Last modified: 2014-05-20 15:19:19 UTC
InfoAction::pageCounts() does these two queries: // Total number of distinct authors $authors = (int)$dbr->selectField( 'revision', 'COUNT(DISTINCT rev_user_text)', array( 'rev_page' => $id ), __METHOD__ ); SELECT COUNT(DISTINCT rev_user_text) FROM `revision` WHERE rev_page = '453' LIMIT 1; // Recent number of distinct authors $authors = (int)$dbr->selectField( 'revision', 'COUNT(DISTINCT rev_user_text)', array( 'rev_page' => $id, "rev_timestamp >= " . $dbr->addQuotes( $threshold ) ), __METHOD__ ); SELECT COUNT(DISTINCT rev_user_text) FROM `revision` WHERE rev_page = '453' AND rev_timestamp >= '20140415000000' LIMIT 1; Generally OK except for certain pages which have quite a lot of hits, such as the wikidata example id 443 above. Sometimes examples run for up to 300s if data is cold. Obviously these results are for caching, but they correspond to disk io spikes which would be nice to avoid. These versions using rev_user are faster: SELECT COUNT(DISTINCT rev_user) FROM `revision` WHERE rev_page = '453' LIMIT 1; SELECT COUNT(DISTINCT rev_user) FROM `revision` WHERE rev_page = '453' AND rev_timestamp >= '20140415000000' LIMIT 1; Two reasons: 1. Counting integers is marginally faster than strings. Small deal. 2. Optimizer choose to retrieve the results entirely from existing indexes without touching rows at all. Big deal!
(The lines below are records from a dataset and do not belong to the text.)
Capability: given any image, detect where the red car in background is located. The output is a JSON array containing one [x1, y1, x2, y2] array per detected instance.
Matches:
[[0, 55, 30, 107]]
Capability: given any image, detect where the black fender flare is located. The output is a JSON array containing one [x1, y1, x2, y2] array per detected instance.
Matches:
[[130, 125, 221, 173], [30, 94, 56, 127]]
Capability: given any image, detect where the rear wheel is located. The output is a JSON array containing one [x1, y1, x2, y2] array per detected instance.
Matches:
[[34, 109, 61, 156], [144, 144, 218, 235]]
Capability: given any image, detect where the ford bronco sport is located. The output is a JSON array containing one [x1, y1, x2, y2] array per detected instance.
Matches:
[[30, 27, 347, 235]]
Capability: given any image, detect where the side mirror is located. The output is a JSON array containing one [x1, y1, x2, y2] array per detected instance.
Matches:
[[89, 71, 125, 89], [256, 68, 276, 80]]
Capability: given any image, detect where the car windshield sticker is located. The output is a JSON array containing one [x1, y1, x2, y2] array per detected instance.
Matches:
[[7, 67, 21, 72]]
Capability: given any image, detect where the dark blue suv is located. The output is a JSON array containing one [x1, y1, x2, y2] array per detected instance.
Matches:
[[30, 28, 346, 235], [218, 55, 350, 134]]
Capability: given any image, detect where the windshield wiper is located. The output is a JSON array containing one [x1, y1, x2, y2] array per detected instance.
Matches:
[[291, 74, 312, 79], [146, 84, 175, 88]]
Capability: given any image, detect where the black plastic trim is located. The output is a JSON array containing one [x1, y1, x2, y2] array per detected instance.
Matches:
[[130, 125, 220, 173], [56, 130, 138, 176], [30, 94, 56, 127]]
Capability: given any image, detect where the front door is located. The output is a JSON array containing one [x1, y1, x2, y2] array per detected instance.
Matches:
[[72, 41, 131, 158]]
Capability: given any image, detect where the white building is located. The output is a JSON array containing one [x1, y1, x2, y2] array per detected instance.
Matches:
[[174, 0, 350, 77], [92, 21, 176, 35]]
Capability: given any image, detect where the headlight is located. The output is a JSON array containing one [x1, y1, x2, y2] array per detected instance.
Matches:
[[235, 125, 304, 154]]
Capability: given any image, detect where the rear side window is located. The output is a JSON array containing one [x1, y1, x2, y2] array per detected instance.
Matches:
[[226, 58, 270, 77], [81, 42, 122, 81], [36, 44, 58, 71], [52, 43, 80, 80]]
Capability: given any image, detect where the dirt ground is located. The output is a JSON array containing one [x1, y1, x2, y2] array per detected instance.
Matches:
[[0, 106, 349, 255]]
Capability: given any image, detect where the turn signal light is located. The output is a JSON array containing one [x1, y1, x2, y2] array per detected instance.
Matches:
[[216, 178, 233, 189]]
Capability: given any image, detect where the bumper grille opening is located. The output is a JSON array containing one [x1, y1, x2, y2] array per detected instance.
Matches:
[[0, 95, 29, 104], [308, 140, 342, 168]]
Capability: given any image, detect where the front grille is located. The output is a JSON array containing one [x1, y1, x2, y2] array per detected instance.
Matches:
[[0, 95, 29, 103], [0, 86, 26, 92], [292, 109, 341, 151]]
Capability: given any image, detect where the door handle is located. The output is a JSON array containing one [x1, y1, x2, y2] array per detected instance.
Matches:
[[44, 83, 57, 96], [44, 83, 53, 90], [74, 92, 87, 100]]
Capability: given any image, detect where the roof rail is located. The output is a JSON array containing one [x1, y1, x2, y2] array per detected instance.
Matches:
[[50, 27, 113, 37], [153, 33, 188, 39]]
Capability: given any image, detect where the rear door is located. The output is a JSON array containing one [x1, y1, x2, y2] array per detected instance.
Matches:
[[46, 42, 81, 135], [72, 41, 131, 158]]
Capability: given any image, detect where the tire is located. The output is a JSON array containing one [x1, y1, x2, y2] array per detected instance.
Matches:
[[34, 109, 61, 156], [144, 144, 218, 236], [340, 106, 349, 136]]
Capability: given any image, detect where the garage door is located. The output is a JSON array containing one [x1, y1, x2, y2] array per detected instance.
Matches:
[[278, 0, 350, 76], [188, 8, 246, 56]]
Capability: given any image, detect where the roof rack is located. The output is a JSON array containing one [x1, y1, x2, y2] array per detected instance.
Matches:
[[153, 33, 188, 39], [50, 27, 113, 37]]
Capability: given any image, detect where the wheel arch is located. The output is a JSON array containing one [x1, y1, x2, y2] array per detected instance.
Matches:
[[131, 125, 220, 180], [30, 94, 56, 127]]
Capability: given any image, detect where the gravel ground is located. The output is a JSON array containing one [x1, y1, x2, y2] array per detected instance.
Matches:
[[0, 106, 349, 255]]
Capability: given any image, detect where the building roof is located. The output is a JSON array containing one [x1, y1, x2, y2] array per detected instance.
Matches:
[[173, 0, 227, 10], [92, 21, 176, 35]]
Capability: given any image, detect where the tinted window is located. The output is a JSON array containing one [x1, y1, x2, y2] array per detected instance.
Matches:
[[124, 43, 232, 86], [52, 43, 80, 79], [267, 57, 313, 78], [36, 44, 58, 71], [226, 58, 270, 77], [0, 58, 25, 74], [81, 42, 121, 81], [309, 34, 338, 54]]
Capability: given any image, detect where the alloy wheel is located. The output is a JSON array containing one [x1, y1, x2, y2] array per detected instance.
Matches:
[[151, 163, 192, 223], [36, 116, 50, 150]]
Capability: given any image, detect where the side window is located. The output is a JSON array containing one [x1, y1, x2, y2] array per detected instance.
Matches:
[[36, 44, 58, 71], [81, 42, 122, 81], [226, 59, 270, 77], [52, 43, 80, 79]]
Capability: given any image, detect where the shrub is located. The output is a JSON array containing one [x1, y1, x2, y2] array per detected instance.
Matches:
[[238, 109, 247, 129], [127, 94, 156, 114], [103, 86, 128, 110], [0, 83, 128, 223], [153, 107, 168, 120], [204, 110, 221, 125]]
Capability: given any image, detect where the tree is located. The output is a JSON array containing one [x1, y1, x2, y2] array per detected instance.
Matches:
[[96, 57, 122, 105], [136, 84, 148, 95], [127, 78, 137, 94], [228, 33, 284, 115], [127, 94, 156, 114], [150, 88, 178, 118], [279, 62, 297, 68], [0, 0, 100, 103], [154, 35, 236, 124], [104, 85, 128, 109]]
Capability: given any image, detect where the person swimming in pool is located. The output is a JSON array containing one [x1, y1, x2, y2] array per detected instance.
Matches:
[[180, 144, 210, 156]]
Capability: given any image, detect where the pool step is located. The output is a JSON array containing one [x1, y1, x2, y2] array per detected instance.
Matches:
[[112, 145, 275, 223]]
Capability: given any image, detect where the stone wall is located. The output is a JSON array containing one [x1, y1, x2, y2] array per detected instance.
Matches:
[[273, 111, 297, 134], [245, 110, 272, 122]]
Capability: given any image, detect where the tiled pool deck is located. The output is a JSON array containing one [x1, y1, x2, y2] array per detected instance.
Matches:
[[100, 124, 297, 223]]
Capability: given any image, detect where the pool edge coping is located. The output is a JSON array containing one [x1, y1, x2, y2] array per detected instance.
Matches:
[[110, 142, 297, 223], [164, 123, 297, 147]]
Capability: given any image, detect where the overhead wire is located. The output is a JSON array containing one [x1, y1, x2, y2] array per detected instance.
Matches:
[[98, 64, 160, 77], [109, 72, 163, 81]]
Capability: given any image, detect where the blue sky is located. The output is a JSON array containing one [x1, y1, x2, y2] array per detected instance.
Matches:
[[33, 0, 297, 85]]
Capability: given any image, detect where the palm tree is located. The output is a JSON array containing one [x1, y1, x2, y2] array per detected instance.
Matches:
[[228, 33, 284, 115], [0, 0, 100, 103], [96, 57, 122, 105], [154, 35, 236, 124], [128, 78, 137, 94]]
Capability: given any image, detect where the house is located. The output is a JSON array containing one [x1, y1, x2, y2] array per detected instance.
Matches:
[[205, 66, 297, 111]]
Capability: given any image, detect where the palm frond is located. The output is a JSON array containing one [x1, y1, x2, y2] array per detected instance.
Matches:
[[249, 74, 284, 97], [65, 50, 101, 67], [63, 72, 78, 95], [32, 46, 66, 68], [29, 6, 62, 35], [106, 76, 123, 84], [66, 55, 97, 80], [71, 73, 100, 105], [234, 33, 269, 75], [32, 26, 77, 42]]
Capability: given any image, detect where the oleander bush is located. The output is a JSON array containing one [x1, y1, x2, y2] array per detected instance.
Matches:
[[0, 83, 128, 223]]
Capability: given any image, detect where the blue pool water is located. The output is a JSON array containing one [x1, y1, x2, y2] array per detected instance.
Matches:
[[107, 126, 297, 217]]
I believe the reason it's using rev_user_text instead of rev_user is so that different IP addresses are considered to be different users. With rev_user, all IPs just show up are 0, so they'd be counted as one user.
(In reply to Sean Pringle from comment #0) > 2. Optimizer choose to retrieve the results entirely from existing indexes > without touching rows at all. Big deal! Given comment 1 (the desire to use rev_user_text), can we force indices? That seems like it could work here. Otherwise, what are our other options? Caching this data for a day? Storing the counts in the DB?
There isn't a useful index on rev_user_text /to/ force :) afaik these results are already cached so this doesn't need to be instant, just tolerable. I guess I need to trial adding a page_usertext_timestamp index and report back.
(In reply to Sean Pringle from comment #3) > There isn't a useful index on rev_user_text /to/ force :) Ah, fair enough. For the bug's reference, according to <https://git.wikimedia.org/raw/mediawiki%2fcore%2egit/HEAD/maintenance%2ftables%2esql> MediaWiki core has: CREATE INDEX /*i*/usertext_timestamp ON /*_*/revision (rev_user_text,rev_timestamp); CREATE INDEX /*i*/page_user_timestamp ON /*_*/revision (rev_page,rev_user,rev_timestamp); > afaik these results are already cached so this doesn't need to be instant, > just tolerable. I guess I need to trial adding a page_usertext_timestamp > index and report back. I guess this page_usertext_timestamp index would be a combination of usertext_timestamp and page_user_timestamp and would be a custom index for (all?) Wikimedia wikis. Won't this be a very large index for the very large revision tables? I'm not sure this feature is worth it, but this is most definitely your area of expertise and not mine. :-)
Yes, the potential index size isn't a thrilling prospect.